Advanced¶

The Adversarial class provides an advanced way to specify the adversarial example that should be found by an attack and provides detailed information about the created adversarial. In addition, it provides a way to improve a previously found adversarial example by re-running an attack.

from foolbox.v1 import Adversarial
from foolbox.v1.attacks import LBFGSAttack
from foolbox.models import TenosrFlowModel
from foolbox.criteria import TargetClassProbability

Implicit¶

model = TensorFlowModel(inputs, logits, bounds=(0, 255))
criterion = TargetClassProbability('ostrich', p=0.99)
attack = LBFGSAttack(model, criterion)

Running the attack by passing an input and a label will implicitly create an Adversarial instance. By passing unpack=False we tell the attack to return the Adversarial instance rather than a numpy array.
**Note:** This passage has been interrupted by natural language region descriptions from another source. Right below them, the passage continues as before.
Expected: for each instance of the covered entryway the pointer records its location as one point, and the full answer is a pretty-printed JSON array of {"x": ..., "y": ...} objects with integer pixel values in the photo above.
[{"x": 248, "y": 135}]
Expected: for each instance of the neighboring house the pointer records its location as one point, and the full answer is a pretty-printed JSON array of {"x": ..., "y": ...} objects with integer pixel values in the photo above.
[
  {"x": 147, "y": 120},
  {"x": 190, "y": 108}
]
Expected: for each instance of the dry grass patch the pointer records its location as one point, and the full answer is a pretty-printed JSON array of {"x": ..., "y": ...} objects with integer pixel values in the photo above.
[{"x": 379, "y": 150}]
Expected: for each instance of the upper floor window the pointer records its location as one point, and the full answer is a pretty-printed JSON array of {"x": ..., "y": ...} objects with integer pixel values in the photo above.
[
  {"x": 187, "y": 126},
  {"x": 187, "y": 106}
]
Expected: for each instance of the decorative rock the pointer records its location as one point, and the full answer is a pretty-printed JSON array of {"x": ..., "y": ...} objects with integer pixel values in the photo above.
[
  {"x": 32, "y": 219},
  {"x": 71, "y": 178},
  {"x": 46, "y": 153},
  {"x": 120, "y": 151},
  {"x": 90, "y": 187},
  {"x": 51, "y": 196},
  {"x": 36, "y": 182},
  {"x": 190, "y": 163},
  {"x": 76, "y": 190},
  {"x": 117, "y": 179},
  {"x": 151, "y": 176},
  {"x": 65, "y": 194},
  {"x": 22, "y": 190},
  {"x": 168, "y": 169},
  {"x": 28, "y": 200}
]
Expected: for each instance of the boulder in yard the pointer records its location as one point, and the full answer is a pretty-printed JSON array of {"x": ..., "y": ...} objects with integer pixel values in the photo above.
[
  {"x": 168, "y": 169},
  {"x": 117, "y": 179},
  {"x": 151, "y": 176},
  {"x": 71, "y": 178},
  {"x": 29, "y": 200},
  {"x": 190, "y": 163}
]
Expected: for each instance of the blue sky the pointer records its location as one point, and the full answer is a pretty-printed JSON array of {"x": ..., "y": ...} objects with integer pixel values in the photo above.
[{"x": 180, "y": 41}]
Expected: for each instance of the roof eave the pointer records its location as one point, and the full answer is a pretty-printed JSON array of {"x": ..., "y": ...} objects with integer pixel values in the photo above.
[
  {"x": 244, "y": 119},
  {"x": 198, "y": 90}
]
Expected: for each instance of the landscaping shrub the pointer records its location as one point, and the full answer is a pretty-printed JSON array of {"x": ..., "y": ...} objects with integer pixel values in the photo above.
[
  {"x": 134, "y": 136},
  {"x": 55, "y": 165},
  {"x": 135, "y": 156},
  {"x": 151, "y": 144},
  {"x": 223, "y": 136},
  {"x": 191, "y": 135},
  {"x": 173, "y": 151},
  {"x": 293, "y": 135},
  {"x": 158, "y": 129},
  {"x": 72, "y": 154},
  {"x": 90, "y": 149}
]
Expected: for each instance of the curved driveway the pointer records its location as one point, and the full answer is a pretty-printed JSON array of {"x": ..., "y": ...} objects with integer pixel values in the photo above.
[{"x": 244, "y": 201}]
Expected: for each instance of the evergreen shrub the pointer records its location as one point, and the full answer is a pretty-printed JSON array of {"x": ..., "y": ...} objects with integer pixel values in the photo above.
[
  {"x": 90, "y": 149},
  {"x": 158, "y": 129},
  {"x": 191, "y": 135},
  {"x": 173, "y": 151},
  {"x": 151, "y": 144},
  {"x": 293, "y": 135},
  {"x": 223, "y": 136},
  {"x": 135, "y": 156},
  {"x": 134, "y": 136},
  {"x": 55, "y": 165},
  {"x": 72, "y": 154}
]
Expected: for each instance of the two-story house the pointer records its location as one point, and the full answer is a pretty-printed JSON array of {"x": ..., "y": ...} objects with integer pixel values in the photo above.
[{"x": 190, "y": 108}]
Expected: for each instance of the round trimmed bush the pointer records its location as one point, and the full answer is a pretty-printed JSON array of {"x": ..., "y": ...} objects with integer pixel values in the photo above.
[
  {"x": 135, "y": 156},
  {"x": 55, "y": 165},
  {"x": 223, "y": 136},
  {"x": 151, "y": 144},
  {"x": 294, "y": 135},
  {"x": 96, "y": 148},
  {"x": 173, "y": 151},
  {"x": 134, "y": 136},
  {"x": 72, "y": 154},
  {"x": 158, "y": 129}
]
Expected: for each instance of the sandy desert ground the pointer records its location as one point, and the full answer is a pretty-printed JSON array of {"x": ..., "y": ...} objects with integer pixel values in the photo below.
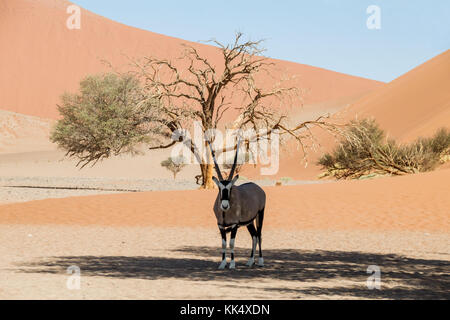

adversarial = attack(image, label=label, unpack=False)

We can then get the actual adversarial input using the image attribute:

adversarial_image = adversarial.perturbed

Explicit¶

model = TensorFlowModel(images, logits, bounds=(0, 255))
criterion = TargetClassProbability('ostrich', p=0.99)
attack = LBFGSAttack()

We can also create the Adversarial instance ourselves and then pass it to the attack.

adversarial = Adversarial(model, criterion, image, label)
attack(adversarial)

Again, we can get the image using the image attribute:

adversarial_image = adversarial.perturbed

This approach gives us more flexibility and allows us to specify a different distance measure:

distance = MeanAbsoluteDistance
adversarial = Adversarial(model, criterion, image, label, distance=distance)